Les Balkans se voient maintenant à la
double périphérie économique de l'Europe, celle qui appartient à
l'UE sans pouvoir décisionnaire et celle qui n'y entrera pas avant
longtemps, s'il en est un jour question. Comment concilier ces deux
périphéries ? Le forum des Balkans a cherché à trouver un
dénominateur politique commun entre les anciens ennemis. Des débats
enflammés se sont tenus autour des biens communs à protéger des
lois du marché, de la consommation partagée, des syndicats qui
devraient intégrer les situations relatives aux chômeurs et
précaires, des dérives de l'homonationalisme, du patriarcat à
combattre et de la place des femmes.
Protéger les citoyens
Six groupes de
travail trans-balkaniques sont venus présenter leurs visions autour
de thèmes qu'ils ont pu approfondir pendant plusieurs mois de
travail. Un temps de prise de recul avant la rédaction d'un document
de synthèse qui devrait paraître aux alentours de septembre.
Au-delà des
propositions, restera-t-il quelque chose de leur énergie ? Le
forum aura fait se rencontrer environ 300 participants et une
trentaine de mouvements des Balkans. Certains avaient déjà pu
s'illustrer, y compris par des résistances relayées dans la presse
occidentale, en Slovénie depuis l'hiver, en Bulgarie par des
manifestations de printemps contre l'augmentation du prix de
l'électricité. D'autres sont plus discrets mais n'en soutiennent
pas moins concrètement leurs concitoyens. Une association croate,
Udruga Franak, aide juridiquement les
sur-endettés asphyxiés par des prêts immobiliers à taux variables
indexés sur le franc suisse. Elle vient d'attaquer en justice les
huit plus grosses banques du pays, succursales de banques
occidentales comme la société générale, ainsi que la banque
centrale de Croatie, sur des bases légales de protection du
consommateur. L'association a déjà des groupes en Bosnie et Serbie
et forme des militants en Slovénie et au Monténégro.

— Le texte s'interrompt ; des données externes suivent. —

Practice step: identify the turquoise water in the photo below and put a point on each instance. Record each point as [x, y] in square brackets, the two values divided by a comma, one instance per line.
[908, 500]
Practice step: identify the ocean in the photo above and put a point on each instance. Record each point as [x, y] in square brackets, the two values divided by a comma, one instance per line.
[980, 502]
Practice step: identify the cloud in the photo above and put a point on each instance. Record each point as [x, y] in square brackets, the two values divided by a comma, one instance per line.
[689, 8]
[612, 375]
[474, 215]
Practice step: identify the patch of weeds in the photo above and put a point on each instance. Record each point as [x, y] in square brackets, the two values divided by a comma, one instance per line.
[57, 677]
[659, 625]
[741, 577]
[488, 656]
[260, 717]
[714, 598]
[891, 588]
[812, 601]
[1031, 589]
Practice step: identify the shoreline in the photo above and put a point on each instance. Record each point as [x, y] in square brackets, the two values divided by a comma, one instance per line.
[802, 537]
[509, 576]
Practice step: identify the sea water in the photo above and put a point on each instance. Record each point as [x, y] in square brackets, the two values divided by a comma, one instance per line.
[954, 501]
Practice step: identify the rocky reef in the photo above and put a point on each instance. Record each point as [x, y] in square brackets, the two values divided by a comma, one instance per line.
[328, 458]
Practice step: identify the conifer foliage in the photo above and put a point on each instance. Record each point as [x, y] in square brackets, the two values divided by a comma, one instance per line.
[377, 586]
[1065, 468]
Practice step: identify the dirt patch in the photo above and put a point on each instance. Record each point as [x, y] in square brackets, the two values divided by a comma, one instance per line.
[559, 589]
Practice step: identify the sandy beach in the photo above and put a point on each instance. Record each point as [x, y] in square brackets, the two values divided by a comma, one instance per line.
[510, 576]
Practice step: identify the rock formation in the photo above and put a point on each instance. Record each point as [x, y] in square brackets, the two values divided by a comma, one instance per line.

Des mouvements au politique
Les partis DPU en
Slovénie, Lijevi en Bosnie, Marks21 en Serbie, luttent pour faire
entendre leur message. La scène de gauche est encore embryonnaire,
l'organisation de la contestation reste largement portée par des
mouvements spontanés. Au Kosovo comme en Bulgarie, des
manifestations ont eu lieu dans 17 villes contre l'augmentation des
prix de l'électricité, en Albanie, les étudiants lancent des
mouvements, en Croatie, la résistance est partie d'eux dès 2009.
Malgré la démission d'un premier ministre croate, rien ne semble
avoir fondamentalement changé.
Cette gauche encore
fragmentée et fragile s'interroge sur son avenir. Sera-t-il cantonné
à l'opposition ou faut-il envisager de prendre une part du pouvoir
d'Etat, sans en investir l'appareil ? Comment se rencontrer,
mutualiser, se financer ? Comme ils l'ont eux-même pointé, les
aspirations de cette gauche contestataire tiennent encore largement
de l'utopie. Une utopie d'autant plus à interroger que la Croatie
s'apprête à rejoindre l'UE en juillet. La construction d'une
démocratie européenne gagnerait à entendre les voix qui s'élèvent
parmi ceux qui ont si longtemps rêvé de rejoindre l'Union.
Photos : Zagreb, Subversive Forum
« A map of
the world that does not include Utopia is not worth even glancing at,
for it leaves out
the one country at which Humanity is
always landing. And when Humanity lands there, it looks out, and,
seeing a better country, sets sail. Progress is the realisation of
Utopias. » Oscar Wilde, The soul of Man under socialism.